Jika informasi ini benar, saya syukuri saja, agar dengan demikian saya tidak perlu lagi repot-repot mengurus nilai Fisika Kesehatan dari sekitar 500-an mahasiswa (9 kelas paralel).
Tapi yang menjadi pertanyaan bagi saya adalah; "Atas dasar apa Pimpinan Fakultas (FKM) UNPZ menetapkan nilai mahasiswa? Apakah mahasiswa telah diminta mem-program ulang?" Atau Pimpinan Fakultas hanya menciptakan nilai dalam tanda kutip, tapi tanpa mewajibkan mahasiswa memprogram mata kuliah Fisika Kesehatan? Jika cara ini yang ditempuh, akan menjadi satu perseden yang kurang baik.
Dari ukuran norma-norma pendidikan, apakah dapat dibenarkan, sebuah Lembaga Pendidikan Terhormat, mengadakan nilai mahasiswa, dari tidak ada menjadi ada, tanpa berdasarkan kepada hasil pencapaian dari mahasiswa yang bersangkutan?
Mengenai nilai Fisika Kesehatan Mahasiswa FKM Angkatan 2010 (ditambah dengan belasan mahasiswa angkatan sebelumnya yang memprogram ulang mata kuliah Fisika Kesehatan), belum bisa saya umumkan, karena kami (saya sebagai dosen dan para mahasiswa) terikat pada "aturan main" yang sudah menjadi kesepakatan bersama. Yaitu bahwa, saya tidak akan mengumumkan nilai Fisika Kesehatan, jika mahasiswa "BELUM MENYELESAIKAN TUGAS" yang jauh-jauh hari telah saya berikan kepada mereka.
Tugasnya tidak terlalu sulit. Tiap kelas dibagi dalam 4 grup.
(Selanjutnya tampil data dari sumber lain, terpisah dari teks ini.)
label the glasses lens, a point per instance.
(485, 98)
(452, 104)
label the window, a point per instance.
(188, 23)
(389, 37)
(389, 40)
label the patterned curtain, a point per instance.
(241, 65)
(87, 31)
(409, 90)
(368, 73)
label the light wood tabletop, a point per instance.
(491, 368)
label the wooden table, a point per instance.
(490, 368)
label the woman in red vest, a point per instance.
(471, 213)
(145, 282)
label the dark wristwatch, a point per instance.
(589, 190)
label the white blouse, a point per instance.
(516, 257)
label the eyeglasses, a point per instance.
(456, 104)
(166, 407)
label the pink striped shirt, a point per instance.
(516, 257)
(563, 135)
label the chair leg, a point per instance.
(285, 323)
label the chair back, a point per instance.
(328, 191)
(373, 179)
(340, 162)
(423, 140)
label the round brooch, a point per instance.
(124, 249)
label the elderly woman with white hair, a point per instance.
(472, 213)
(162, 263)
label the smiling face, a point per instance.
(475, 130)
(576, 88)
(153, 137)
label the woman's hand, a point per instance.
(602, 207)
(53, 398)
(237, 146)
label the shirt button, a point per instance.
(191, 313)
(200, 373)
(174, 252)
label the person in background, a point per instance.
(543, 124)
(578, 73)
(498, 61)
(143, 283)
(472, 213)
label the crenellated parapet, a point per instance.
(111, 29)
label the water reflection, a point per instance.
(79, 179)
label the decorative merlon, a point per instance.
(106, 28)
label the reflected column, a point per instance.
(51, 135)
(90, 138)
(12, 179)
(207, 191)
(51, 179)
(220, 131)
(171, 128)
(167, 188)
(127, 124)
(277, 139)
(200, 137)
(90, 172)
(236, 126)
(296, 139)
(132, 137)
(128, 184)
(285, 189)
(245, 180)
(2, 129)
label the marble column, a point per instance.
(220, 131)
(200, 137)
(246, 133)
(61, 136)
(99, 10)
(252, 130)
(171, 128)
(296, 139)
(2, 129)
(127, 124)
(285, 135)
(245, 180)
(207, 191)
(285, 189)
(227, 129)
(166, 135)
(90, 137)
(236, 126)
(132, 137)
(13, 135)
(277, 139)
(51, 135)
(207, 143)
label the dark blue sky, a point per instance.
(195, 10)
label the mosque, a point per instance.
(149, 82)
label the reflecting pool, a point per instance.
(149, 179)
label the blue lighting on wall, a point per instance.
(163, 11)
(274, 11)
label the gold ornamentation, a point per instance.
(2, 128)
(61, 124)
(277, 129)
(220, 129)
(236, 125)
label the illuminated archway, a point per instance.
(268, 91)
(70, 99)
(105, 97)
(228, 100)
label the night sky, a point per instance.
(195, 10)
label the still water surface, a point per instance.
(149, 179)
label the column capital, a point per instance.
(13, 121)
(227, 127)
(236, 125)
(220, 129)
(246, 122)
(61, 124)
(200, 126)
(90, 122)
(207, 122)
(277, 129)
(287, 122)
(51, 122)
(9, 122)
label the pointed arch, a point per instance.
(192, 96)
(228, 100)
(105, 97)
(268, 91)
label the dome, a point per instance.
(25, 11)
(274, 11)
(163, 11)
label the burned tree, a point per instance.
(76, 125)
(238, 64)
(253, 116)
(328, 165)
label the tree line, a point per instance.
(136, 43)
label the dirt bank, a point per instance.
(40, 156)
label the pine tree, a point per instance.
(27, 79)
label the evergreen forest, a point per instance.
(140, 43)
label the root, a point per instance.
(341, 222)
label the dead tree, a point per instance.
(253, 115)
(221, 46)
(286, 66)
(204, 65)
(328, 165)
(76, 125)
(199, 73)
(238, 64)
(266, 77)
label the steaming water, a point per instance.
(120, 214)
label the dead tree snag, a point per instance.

Masing-masing grup membuat satu makalah. Satu grup membuat makalah mengenai "teori IZAAC NEWTON dan hubungannya dengan kesehatan". Satu grup membuat makalah mengenai "teori GALILEO GALILEI dan hubungannya dengan kesehatan". Satu grup lagi membuat makalah mengenai "teori ARCHIMEDES dan hubungannya dengan kesehatan". Dan grup satu lagi membuat makalah mengenai "teori WILLIAM HARVEY dan hubungannya dengan kesehatan".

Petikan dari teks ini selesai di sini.